Aber zumindest werden die beiden „Top-Ökonomen“ eines erreichen – ihr Ticket für die geplanten Rentenkommission ist sicher. Im Wahlprogramm der CDU/CSU zur Bundestagswahl 2017 findet man  nach der Behauptung, die Rente sei bis 2030 sicher und nicht reformbedürftig, auf der Seite 43 diese Vertröstung:

»Die Weiterentwicklung der Rente nach 2030 soll in einem partei- und fraktionsübergreifenden gesellschaftlichen Konsens unter Einbeziehung der Tarifpartner geregelt werden. Zu diesem Zweck setzen wir eine Rentenkommission ein, die bis Ende 2019 Vorschläge erarbeiten soll.«

Man könnte wetten, dass Hüther und Fratzscher, die nicht als langjährig erfahrene Rentenexperten ausgewiesen sind, wahrscheinlich gerade deshalb mit Sicherheit Platz nehmen werden dürfen in der großen Runde.

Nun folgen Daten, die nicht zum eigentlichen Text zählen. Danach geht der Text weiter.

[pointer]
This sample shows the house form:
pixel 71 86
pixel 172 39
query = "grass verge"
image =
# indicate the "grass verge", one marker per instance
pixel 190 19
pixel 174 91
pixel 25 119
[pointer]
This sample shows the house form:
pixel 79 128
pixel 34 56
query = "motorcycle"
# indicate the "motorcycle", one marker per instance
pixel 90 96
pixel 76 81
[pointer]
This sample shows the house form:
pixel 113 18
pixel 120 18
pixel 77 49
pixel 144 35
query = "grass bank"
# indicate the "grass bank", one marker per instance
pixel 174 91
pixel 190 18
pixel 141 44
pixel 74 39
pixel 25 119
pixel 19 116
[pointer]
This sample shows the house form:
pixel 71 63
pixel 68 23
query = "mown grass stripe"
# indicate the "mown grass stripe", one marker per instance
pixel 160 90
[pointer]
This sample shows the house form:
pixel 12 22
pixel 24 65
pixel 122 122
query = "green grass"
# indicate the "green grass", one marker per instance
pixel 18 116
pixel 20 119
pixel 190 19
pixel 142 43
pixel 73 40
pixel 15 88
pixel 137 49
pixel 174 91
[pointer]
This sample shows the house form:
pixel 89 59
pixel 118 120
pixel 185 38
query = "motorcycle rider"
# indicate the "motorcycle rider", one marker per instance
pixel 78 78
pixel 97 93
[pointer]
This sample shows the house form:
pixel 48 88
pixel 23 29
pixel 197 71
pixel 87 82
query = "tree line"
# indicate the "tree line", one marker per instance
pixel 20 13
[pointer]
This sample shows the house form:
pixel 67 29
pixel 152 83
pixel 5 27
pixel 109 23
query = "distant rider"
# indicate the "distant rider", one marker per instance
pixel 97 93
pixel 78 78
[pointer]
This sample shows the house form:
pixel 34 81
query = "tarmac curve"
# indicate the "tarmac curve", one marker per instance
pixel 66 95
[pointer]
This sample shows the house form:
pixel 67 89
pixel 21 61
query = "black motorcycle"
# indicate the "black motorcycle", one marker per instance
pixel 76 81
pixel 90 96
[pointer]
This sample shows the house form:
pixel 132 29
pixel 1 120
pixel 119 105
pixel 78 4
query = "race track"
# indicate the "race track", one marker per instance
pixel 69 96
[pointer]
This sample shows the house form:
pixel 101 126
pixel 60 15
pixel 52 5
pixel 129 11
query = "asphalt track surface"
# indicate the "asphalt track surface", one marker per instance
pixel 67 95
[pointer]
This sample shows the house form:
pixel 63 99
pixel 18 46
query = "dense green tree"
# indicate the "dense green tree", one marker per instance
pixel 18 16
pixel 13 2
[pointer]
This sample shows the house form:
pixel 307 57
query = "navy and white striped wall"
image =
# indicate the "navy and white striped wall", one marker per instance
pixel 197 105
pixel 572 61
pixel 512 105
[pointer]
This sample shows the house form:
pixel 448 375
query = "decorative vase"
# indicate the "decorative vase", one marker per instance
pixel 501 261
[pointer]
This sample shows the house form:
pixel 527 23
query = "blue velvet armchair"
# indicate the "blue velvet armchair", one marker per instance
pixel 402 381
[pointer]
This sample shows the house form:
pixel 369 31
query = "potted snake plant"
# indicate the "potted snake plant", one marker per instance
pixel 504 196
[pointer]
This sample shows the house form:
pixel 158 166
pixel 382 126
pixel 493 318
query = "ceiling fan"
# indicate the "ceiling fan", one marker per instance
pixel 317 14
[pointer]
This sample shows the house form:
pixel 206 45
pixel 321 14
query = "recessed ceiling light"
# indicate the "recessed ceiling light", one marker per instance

Ein großer Teil der Antwort würde viele Arbeitnehmer beunruhigen. Zur Frage nach dem Sinn einer weiteren Erhöhung des Renteneintrittsalters

Wir erinnern uns alle noch an die Auseinandersetzung über die „Rente mit 67“, die vielen Proteste dagegen und die dann dennoch erfolgte Verabschiedung durch die alte große Koalition. Der damalige sozialdemokratische Bundesarbeitsminister Franz Müntefering war es gewesen, der das vorangetrieben hat – immer natürlich mit Hinweis auf „die“ demografische Entwicklung, die einem gar keine andere Wahl lässt als den Weg einer Verlängerung des Erwerbsarbeitslebens zu gehen. Und nun wird von Monat zu Monat das gesetzliche Renteneintrittsalter schrittweise angehoben, bis dass der – nicht zufälligerweise geburtenstärkste – Jahrgang 1964 voll von der dann neuen Regelaltersgrenze 67 betroffen sein wird. Auch die im Zuge des „Rentenpakets 2014“ eingeführte abschlagsfreie „Rente mit 63“ ist nur eine temporäre Unterbrechung für diejenigen, die die Voraussetzungen erfüllen und außerdem wächst die Altersgrenze schrittweise auf 65 mit. Die Rente mit 67 ist nicht abgeschafft worden, sondern Realität. Aber offensichtlich reicht das einigen nun immer noch nicht. Da geht offensichtlich in den Köpfen noch mehr.